Wednesday, April 02, 2008

Healthy Health Checks?

Here is a little story that happened to a friend of mine a few years ago. Users of his web application started to complain about the system being broken and not responding anymore. The curious thing was that the operation team was not aware of any issue. After checking with them, it appeared that the monitor they had in place for this web application was simply checking if an HTTP response was received. Any response. Even a 500 one!

This sounds naive and ridiculous but setting up application monitoring is a subject that is a little more hairy than it appears at first glance. Consider another more recent case that came to my attention: in this case, the application was still replying positively to its health check monitor but was not functioning properly, as it was unable to access required file system resources. Again, the end users were affected while the monitoring was happily receiving correct responses from the application.

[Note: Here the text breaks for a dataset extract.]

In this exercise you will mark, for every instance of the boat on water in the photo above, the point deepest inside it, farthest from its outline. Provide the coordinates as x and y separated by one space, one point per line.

So how can we, software developers, create health checks that operations can rely on?

Taking the canonical multi-tiered web application as an example, the following schema shows an health check that is too shallow to be useful (in red) and one that exercises the full layer depth (in green).
While it is clear that the shallow approach brings little value, as far as end user quality of service is concerned, why do not we always shoot for the deep approach then?

Well, if you consider how a serious load balancer appliance (like BIG-IP) works, you will realize that if performs health checks very regularly (by default every 5 seconds) in order to have the most up to date view of the sanity of the members of the pools it handles. Bearing this mind, if an health check request would exercise the full depth of an application, you would have a permanent load added to your system, which would increase the strain on your diverse resources, down to the database itself. With a farm of n servers, the cumulated strain induced by the health check requests on all the members of it would start to be non negligible on any shared resource.

My take on this would be the following: create an internal watchdog that evaluates the sanity of the application at a reasonable pace and report the current state of this watchdog when a monitor requests a health check from the application.

As shown in the above schema, the watchdog life cycle is uncoupled from the health check one, which allows to reduce strain on the underlying resources while allowing the monitoring environment to become aware of an application issue almost as soon as the application realizes it itself (because the monitor polling frequency will be kept high).

What is your own experience in this field and what is the path you have followed in order to build dependable health checks?

1 comment:

Perrine said...

The monitoring policy is not an easy case to manage.

Ie : you may check the availbility the components of your application : database, applications servers, webservers, proxies and so on
It is the systems check.

You may also check your application itself with some scenarii. It is the functional monitoring.

The third aspect is the load of your monitoring ( network, cpu, I/O, logging, ... )

The way I prefer, for system, is high frequency local simple check and a more powerful check if something goes wrong.

On application side, it is more difficult as developement team must be involved to make the application be able to check itself and release alerts.
Components must watch other components which are linked and some deprecated process must be planned.
I.E connexion lost implies requests can't be fullfilled.
It is simply error management which connect to the monitoring process.

Databases are a good example with statistics collect and analyze to detect and anticipate malfunction.

Then a well documented recovery policy must indicate the way to restore the service.

Simple to say, very difficult to implement as monitoring is event and message management with no standard at all.